The spray is odorless and does not stain, but it does contain harsh chemicals that can be toxic to people and pets. Use it only as directed and keep it out of reach of children.
Ortho Home Defense Lawn Granules
If the wood roach is causing you major problems outdoors, we recommend using an outdoor targeted product like the above granules by Ortho. This product is designed to be used in yards and gardens to repel pests like outdoor roaches and garden destroying insects.
While it is an effective treatment that can help keep the wood roach at bay, remember that this product is an insecticide treatment that contains chemicals which can be toxic to people, pets and the environment.
How To Get Rid Of A Wood Roach Infestation – When To Call A Professional
If you have an overwhelming infestation and you’re not sure which type of roach you are dealing with, it may be time to contact a professional.
In the case of an overwhelming wood roach infestation, insecticides, home remedies, and natural methods may not be enough. This is because some large roach infestations lead to other, more serious pest problems.
Furthermore, a large roach infestation inside your home is likely not a wood roach infestation at all and could be a more serious roach problem like one of the above four listed roaches who can carry serious bacteria that leads to illness and food waste.
If you aren’t sure which type of roach you are dealing with or if you feel you cannot handle the roach infestation on your property without help, we suggest contacting a professional pest care expert.
Professional pest care experts generally charge between $100 to $500 depending on your region and the severity of your roach infestation. One of the benefits of contacting a professional is that they should also be able to assist you in locating the problem at the source and help you properly identify which type of roach you are actually dealing with.

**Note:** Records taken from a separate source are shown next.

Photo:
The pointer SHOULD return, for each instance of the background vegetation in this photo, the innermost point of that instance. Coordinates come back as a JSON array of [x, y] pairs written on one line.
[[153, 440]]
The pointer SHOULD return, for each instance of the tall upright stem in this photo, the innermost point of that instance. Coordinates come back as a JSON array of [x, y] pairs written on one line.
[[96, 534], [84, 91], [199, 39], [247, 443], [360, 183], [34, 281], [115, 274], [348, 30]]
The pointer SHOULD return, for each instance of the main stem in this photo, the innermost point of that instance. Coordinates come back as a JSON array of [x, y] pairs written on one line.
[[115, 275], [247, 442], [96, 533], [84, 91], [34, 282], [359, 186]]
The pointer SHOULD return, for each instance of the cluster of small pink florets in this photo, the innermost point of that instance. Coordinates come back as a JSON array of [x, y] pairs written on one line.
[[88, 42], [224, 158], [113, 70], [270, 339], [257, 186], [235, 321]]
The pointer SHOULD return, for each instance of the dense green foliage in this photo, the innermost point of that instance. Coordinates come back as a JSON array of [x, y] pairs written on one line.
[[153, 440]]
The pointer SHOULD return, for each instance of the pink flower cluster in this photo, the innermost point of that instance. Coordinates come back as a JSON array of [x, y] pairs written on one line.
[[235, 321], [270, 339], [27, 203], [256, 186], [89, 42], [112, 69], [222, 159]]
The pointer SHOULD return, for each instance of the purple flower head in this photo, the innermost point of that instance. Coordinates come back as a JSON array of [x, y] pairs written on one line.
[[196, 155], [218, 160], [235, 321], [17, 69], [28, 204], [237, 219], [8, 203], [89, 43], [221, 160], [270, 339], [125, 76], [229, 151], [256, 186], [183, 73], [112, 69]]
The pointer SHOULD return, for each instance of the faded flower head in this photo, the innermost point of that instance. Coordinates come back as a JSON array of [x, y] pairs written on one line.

Once you have figured out how to manage your wood roach problem, we recommend you follow through with preventative measures.
How To Prevent A Future Wood Roach Infestation
Wood roaches are repelled by a number of plants including catnip.
Luckily, wood roach infestations are rare and they are not known to be problematic indoors. Still, no one wants roaches hanging around their property. With that in mind, let’s take a look at a few steps you can take to prevent a future wood roach problem in or around your home.
Plant Roach-Repellent Plants
Wood roaches are outdoor roaches, and they commonly prefer moist areas rich in wood and decay. You can help keep them off of your property by planting plants that repel them. Some common plants known to repel roaches and other pests include:
- Bay leaf
- Hedge Apples
- And Cucumbers
Use Straw Instead Of Mulch
Mulch is commonly used in landscaping and is often very sightly and even pleasantly scented. Unfortunately, mulch is also highly attractive to insects like roaches, earwigs, and other pests that seek out wood, moisture and decay. Instead of using mulch in your garden and around your home for landscaping, we suggest using straw.
Remove Excess Wood And Rake Away Dead Leaves
Keeping your yard free of wood and leaf debris will help reduce the number of wood roaches you come across. Remove dead stumps, trees, and wood piles and keep your yard free of an excess of leaf litter.
Practice Routine Home Maintenance
To keep wood roaches from entering your home, we recommend practicing routine home maintenance. Make sure cracks and crevices are caulked and sealed and that doors and windows shut securely. You can also help prevent wood roaches from entering by turning off porch lights at night to keep them from becoming attracted to your property.
Use A Year-Round Pest Control
Last, using a year-round pest control product around the perimeter of your home can protect against not only a wood roach infestation, but other pest invasions.
And remember, while wood roaches are unsightly and related to some of the most formidable pests in the United States, they are generally harmless and are actually beneficial to our environment.
So try not to be too alarmed if you come across one or two in your home.